The US Small Business Defense Office notes that in 2018, approximately 30.2 million small businesses exist in the United States alone. While not all are niche businesses, many of the newer startups tend to move in this direction.

The low start-up cost, coupled with the relative ease of marketing, means that there are fewer barriers to entry. That being said, if you do not want to end the number of companies that will not survive in their first year, you must carefully choose your niche.

Let’s see how to do just that.

Marketing to an individual

Before we go any further, let’s take a minute to define the niche activities. In simple terms, a niche business is one that focuses on a specific product in a subset of the market.

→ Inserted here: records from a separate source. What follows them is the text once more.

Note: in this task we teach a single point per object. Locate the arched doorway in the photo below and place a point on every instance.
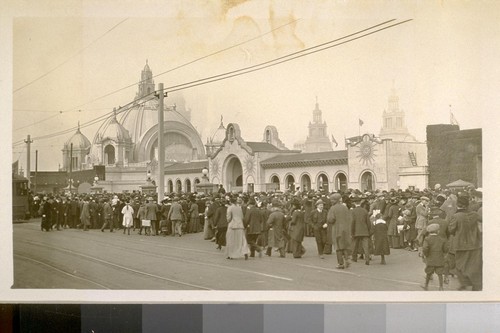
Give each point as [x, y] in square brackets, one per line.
[109, 153]
[234, 175]
[305, 183]
[290, 183]
[341, 182]
[322, 183]
[367, 181]
[276, 182]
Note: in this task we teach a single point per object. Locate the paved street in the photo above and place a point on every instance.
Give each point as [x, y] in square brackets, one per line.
[74, 259]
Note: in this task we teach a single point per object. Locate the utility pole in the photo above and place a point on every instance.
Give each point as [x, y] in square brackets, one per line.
[161, 146]
[70, 167]
[28, 167]
[36, 168]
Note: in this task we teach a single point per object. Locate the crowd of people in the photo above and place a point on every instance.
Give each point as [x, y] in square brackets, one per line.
[442, 226]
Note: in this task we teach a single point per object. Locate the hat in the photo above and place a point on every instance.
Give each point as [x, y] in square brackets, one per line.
[335, 197]
[431, 228]
[463, 201]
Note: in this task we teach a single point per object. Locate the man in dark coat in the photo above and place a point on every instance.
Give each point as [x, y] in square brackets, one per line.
[340, 217]
[319, 226]
[253, 223]
[467, 244]
[360, 230]
[221, 223]
[277, 229]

Here are some examples to give you a better idea of ​​what we are talking about:

Specialty chocolates

All kinds of organic products, sugar free and lactose free

Monthly dog ​​food delivery service

Pet clothing accessories

All kinds of standard products created in a non-standard way (eg “organic” straws instead of plastic straws)

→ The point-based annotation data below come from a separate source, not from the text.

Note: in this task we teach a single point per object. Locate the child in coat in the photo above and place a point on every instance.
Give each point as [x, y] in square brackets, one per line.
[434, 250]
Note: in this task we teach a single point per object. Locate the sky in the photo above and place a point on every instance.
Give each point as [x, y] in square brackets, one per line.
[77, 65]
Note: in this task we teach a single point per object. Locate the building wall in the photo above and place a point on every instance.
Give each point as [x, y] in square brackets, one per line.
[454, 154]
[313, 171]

Motivational Guides for Introverts …

You get the point. A product or service that targets people (or companies) with a common characteristic.

Of course, selling anything requires a certain level of exposure. Niche companies rely heavily on marketing to market their product or service to their type of customer. This specificity is a double-edged sword.

On the plus side, it’s not that hard to look for and develop a marketing strategy that’s essentially focused on one customer. On top of that, if you have an innovative solution, you probably will not have to deal with a severe competitive climate in the beginning.

The obvious disadvantage of marketing for an individual is that there is not always a lot of room for growth. This means that you will often have to think about how to grow in other niches and create a full-fledged business by not remaining a single producing company.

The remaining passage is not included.